Life has existed for 3.8 billion years and in all that time for trial and error, nature has worked out what really works. Biomimicry is about learning how nature performs and using that technology in everyday life.
Mako Shark Corvette
When General Motors’ head of styling and design, Bill Mitchell, returned from a fishing trip with a mako shark in 1961, he was so taken with the creature he had it mounted in his office and ordered a concept car be designed in its image. But the team struggled to capture the distinctive fading colors much like a shark’s underbelly. Today a model of the retro car, its beak-like bonnet much like the snout of its namesake, appears in the General Motors Heritage Center in Michigan. This design was never on the market and it also gained iconic status.
Speedo Fastskin suit
If ever there was a man with the body of a shark, it was American swimmer Michael Phelps. Apart from freakishly good genes, Phelps wore a Speedo Fastskin II swimming suit, modeled on drag-resistant shark skin. The compression fabric featured V-shaped ridges which replicated the sandpaper texture of sharks thought to reduce drag in the water. The suits as a whole may improve performance; the high-tech material itself does not necessarily reduce drag.

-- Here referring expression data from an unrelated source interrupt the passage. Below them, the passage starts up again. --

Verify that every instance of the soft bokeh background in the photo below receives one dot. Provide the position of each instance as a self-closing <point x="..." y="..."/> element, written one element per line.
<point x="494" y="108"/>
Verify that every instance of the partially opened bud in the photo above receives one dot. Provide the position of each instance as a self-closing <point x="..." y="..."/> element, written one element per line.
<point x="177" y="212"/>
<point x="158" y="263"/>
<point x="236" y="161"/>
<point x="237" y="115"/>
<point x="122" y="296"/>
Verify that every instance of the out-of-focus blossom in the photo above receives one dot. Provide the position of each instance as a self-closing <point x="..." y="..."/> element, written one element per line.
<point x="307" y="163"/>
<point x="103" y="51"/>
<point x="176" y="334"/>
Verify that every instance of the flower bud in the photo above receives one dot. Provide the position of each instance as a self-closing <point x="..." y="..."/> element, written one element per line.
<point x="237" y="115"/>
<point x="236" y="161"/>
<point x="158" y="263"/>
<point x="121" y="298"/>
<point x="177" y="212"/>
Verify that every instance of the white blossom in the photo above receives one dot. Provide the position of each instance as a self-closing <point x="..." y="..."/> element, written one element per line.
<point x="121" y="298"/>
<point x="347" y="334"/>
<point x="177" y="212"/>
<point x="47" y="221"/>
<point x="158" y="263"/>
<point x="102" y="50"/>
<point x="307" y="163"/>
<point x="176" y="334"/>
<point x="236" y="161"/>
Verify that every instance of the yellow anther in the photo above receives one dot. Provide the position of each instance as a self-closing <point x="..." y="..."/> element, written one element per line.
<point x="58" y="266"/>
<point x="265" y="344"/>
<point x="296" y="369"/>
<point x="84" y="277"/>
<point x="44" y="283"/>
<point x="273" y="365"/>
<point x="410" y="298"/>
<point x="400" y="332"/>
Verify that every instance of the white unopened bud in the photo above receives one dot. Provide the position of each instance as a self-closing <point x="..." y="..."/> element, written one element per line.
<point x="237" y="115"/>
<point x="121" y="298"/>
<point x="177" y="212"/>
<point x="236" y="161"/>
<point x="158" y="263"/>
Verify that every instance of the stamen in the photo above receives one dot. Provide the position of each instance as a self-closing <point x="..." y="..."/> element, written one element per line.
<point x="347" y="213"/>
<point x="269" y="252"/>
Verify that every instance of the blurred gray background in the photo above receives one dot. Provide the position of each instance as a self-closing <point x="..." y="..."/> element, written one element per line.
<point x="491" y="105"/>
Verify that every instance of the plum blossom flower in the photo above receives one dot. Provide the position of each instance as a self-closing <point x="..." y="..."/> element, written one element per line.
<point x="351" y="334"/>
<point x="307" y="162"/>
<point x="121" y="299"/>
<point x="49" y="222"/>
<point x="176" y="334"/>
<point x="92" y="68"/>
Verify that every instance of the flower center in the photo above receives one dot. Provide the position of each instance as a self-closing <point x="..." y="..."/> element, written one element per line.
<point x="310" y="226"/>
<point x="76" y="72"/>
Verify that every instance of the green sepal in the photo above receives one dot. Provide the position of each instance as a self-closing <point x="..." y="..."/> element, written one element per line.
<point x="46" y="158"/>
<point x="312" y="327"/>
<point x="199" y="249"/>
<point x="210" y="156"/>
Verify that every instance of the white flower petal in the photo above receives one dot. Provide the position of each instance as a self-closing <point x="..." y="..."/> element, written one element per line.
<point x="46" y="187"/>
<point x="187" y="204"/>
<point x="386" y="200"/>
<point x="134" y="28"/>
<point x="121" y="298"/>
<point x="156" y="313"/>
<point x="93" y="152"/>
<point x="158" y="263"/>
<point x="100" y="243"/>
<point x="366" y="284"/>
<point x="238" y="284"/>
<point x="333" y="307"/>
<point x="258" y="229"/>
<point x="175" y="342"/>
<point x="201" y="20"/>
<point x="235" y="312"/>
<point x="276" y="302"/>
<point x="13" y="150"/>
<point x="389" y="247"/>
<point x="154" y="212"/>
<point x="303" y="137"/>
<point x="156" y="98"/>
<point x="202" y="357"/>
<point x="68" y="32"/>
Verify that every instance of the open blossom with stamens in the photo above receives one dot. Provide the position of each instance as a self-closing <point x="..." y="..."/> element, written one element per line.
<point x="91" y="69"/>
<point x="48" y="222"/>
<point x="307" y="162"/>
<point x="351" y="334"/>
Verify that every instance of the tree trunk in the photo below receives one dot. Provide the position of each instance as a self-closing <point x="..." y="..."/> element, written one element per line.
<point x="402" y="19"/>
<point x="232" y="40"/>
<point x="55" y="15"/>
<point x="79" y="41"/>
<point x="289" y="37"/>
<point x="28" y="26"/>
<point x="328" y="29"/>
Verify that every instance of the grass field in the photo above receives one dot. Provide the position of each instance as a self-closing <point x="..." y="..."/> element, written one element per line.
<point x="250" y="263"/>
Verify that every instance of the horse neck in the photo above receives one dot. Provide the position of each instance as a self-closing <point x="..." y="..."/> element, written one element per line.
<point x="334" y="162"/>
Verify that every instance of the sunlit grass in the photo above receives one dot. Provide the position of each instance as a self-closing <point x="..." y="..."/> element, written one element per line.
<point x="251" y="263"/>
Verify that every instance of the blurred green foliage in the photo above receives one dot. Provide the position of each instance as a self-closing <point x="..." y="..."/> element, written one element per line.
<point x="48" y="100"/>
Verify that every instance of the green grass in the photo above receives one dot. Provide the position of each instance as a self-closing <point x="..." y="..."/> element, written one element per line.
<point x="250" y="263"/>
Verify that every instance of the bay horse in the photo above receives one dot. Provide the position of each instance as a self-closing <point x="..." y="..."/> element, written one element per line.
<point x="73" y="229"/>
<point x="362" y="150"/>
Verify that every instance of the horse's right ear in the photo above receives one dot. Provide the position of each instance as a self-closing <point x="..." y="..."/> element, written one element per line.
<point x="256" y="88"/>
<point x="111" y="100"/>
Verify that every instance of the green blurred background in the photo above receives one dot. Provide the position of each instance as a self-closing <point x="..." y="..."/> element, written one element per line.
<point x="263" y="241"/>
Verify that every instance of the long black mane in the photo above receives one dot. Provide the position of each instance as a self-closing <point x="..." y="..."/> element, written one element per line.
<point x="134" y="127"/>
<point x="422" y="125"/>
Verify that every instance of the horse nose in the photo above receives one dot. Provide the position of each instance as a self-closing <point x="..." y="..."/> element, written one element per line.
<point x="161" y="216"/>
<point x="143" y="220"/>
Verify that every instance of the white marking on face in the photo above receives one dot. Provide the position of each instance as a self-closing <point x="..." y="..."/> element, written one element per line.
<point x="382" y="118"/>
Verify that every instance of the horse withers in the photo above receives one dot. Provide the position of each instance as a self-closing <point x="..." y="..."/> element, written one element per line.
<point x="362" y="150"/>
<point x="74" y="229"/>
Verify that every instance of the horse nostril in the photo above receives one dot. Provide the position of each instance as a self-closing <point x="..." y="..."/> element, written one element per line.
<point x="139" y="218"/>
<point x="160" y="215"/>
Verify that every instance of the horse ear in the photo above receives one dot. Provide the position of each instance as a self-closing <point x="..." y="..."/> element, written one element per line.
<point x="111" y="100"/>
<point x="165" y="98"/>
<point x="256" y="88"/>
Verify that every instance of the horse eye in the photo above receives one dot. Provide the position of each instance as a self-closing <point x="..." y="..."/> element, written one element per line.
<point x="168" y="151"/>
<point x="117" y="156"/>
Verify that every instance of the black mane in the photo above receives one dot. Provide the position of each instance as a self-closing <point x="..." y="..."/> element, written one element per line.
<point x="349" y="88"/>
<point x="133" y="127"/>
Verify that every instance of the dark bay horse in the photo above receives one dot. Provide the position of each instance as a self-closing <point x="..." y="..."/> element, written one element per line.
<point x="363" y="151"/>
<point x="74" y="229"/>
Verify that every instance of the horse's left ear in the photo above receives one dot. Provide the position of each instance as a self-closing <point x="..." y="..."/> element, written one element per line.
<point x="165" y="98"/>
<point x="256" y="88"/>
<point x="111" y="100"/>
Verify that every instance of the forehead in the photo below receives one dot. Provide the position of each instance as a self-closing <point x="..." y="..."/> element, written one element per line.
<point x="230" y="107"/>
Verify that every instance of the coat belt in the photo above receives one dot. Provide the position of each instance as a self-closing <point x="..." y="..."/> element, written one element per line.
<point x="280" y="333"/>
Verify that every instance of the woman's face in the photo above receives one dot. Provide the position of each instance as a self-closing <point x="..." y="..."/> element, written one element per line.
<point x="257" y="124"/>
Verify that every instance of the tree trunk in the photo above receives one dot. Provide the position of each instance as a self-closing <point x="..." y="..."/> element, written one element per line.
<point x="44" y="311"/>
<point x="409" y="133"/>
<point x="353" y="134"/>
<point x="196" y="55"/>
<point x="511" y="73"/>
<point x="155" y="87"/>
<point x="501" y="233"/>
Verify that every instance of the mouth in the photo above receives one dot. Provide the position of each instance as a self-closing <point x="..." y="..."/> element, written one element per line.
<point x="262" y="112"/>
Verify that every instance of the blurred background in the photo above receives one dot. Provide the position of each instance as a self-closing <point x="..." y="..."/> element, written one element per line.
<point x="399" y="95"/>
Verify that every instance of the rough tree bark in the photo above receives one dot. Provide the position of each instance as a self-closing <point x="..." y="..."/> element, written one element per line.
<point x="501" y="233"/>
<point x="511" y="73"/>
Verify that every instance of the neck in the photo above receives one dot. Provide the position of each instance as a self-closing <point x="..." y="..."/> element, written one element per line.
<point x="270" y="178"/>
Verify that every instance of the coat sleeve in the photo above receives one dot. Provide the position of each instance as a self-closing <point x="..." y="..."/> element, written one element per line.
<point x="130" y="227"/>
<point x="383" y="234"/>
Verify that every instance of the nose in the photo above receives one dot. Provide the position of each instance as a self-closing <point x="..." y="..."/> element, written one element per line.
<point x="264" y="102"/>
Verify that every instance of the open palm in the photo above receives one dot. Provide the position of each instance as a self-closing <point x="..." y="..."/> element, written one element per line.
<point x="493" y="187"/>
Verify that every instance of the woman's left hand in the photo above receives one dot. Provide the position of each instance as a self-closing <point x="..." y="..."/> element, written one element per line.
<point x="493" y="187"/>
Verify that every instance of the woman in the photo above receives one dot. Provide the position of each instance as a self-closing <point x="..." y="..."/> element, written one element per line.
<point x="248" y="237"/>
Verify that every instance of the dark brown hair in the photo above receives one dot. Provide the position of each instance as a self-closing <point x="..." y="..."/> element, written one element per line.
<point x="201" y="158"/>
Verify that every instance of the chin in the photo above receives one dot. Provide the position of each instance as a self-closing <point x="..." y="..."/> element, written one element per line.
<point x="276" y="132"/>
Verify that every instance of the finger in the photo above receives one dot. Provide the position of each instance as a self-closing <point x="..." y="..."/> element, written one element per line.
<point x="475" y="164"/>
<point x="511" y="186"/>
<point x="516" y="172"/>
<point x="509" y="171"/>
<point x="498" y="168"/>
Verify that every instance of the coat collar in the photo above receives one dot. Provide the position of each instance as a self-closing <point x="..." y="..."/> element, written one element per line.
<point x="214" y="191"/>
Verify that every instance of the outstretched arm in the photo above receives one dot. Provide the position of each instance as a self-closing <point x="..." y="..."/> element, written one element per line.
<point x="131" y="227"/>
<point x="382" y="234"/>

Designer BioPower Systems has developed an underwater “shark’s tail” that harnesses wave energy and converts it into electricity. It says the 20-meter-long oscillating tails can generate 250 kilowatts of electricity — enough to power 200 houses.
The remarkable skin is covered in dermal denticles, a bit like tiny teeth which discourages microorganisms, and in this case alga, from growing. Engineers at technology company Sharklet recreated the texture, finding that the material helped reduce algae settling by 85%. It is now hoped the same antibacterial film can be used in hospitals. By putting it on a hospital surface it could remove the need for harsh chemicals.
Designers are increasingly turning to the animal kingdom for inspiration, in a movement called “biomimicry” which means quite literally mimicking Mother Nature. The 400 million year old predator now used as the blue print for everything from swim suits to antibacterial skin is the shark. Sharks have developed over millions of years and they are the ultimate shape for moving forward. A shark is 90% efficient in converting energy into full thrust.